Bobby held me all night, only taking breaks to lend a hand with B. I think me being upset was making her on edge. She was fussy for no apparent reason. No matter what I tried to do to comfort her, she wouldn’t settle. He coaxed her and sang to her like he always did and she was soon fast asleep in her room.

That night I laid in bed, wrapped in his arms and weeping uncontrollably. He never asked me for an explanation, nor did he act jealous or inconsiderate. In fact, Bobby was heaven sent, worrying only about getting me calmed down before anything else.

Even when I woke in the middle of the night, he was there for me until I could fall back asleep.

This didn’t just happen for the next day or two.
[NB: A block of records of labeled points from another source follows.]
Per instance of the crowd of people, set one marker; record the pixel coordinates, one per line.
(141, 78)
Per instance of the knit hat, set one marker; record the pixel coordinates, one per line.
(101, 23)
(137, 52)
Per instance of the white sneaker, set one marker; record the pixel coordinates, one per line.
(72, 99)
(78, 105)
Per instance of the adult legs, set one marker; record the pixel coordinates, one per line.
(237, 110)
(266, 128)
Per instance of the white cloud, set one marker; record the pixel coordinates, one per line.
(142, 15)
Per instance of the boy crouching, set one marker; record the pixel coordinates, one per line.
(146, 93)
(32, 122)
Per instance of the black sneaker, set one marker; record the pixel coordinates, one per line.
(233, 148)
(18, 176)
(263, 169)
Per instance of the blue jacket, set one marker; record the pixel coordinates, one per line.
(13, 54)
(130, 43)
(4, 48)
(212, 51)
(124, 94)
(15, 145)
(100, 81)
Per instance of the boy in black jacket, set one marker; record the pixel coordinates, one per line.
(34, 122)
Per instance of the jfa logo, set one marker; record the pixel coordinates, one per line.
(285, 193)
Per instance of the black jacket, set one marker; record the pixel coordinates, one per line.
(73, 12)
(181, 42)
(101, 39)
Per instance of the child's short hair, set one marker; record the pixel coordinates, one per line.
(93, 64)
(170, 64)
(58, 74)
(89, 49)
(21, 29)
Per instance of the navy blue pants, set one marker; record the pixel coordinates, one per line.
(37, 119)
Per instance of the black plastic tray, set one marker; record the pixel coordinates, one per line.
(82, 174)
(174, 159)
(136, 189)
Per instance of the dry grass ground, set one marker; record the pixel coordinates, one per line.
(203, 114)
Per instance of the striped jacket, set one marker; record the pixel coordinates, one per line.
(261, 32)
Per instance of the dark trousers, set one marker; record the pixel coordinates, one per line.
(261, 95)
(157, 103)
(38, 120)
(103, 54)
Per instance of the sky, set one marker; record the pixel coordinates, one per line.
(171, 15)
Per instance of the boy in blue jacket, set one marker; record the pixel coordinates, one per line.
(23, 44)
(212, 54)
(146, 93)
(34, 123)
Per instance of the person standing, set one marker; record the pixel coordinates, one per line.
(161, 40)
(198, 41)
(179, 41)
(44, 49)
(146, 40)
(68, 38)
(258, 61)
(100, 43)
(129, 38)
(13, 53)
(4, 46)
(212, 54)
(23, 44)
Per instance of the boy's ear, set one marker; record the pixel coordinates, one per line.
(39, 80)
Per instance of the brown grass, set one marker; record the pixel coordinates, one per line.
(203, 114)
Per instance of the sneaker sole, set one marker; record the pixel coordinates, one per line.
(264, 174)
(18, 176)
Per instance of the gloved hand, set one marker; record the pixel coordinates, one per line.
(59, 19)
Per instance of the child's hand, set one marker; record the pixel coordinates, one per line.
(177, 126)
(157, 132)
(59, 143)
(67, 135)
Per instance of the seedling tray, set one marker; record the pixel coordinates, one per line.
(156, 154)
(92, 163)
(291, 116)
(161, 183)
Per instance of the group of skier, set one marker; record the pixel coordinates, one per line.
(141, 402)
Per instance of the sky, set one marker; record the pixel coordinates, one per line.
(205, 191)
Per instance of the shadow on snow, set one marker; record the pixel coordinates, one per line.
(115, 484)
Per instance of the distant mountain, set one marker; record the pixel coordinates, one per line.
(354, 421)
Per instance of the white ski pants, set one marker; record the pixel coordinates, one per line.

Weeks went by and my depression only got worse. By the time I’d gained enough courage to reach out, it was too late. I knew Brooks’ family would have already had some kind of memorial, besides, knowing I was the reason that he’d joined the military wouldn’t sit well with two parents who’d just lost their son.

With the help of the church and Bobby, I found a therapist who I started going to that was trying to help me cope. They didn’t just need to help me heal my broken heart. They needed to replace it completely. I was shattered, so much so that I felt like every day was like living in a parallel universe. I went about the motions, but never accomplished anything. I hardly ate and barely slept.

Night after night, I’d sit there reading my shoebox of letters, treasuring Brooks’ last words to me, as if we were meant to reconnect again, just to say goodbye.

Aside from my therapist, I’d finally decided that it was time to share my feelings with Bobby. After all, in the wake of losing Brooks, he’d been my rock and still was.

I’d asked him to give me a couple days to conjure up enough courage to talk about it. It used up my energy when all I could do was cry about it.

We sat down and I had the box of letters so that he could have the option of reading every one. If I wanted to move forward, he needed to know what I’d done behind his back. If he hated me for it, I would understand. I deserved it.

He wasn’t exactly a saint himself, and knowing that was the only reason that I’d decided to tell him the truth. I figured if I could forgive him for hitting me, he could forgive me, even though loving someone else may have seemed a bit different than a few slaps. After losing Brooks, I would have traded a lifetime of physical abuse for one more day with him.

Bobby sat there across from me, waiting.

I folded my hands together and started crying even before I could say two words. “I’m sorry. It’s harder than I thought.”

He reached over and grabbed my hand, squeezing it tight. “You sure you want to do this? I’m ain’t goin’ anywhere, Katy. I can wait until you’re able to do it.”

“No,” I shook my head. “I have to.”

Bobby waited for me to get myself together. “Baby, just breathe.”

I took a few deep breaths and looked right at him. “I told you the story about how my parents died and I had to go live with the Valentines. You know I was engaged to Branch and on the night before my wedding I slept with Brooks, and that was the reason that I left town and everyone behind. I couldn’t take the embarrassment of what I’d done. I couldn’t look them in the eyes, so I ran.”

“I remember you tellin’ me.”

“And then you remember when we met I told you that I wasn’t ready to move on, because my heart was broken?”

He pulled away and held up the palms of his hands. “That, my dear, is somethin’ I wouldn’t forget. It’s been hard knowing you’d never feel that way about me. Hell, I think it sent me over the edge several times. I never meant to hurt you, Katy. You have to know that.”

“Yeah, I do. Anyway, I swear to you that I never spoke to Brooks since the night before my wedding. He was in Afghanistan, and I was here with you. Then I got pregnant and we got married. I suppose if I was given the chance, I would have tried to reach out to him, but I never had the nerve, at least not until a few months ago. You see, I felt like things were going good and enough time had passed to ask him for closure. After getting his address from my old friend, I sent him one letter, asking exactly for that. I just wanted him to somehow tell me to move on, so that you and I could move forward. I didn’t know he would write me back. Not only did he tell me he’d never given up on me, but he talked about seeing me again someday.”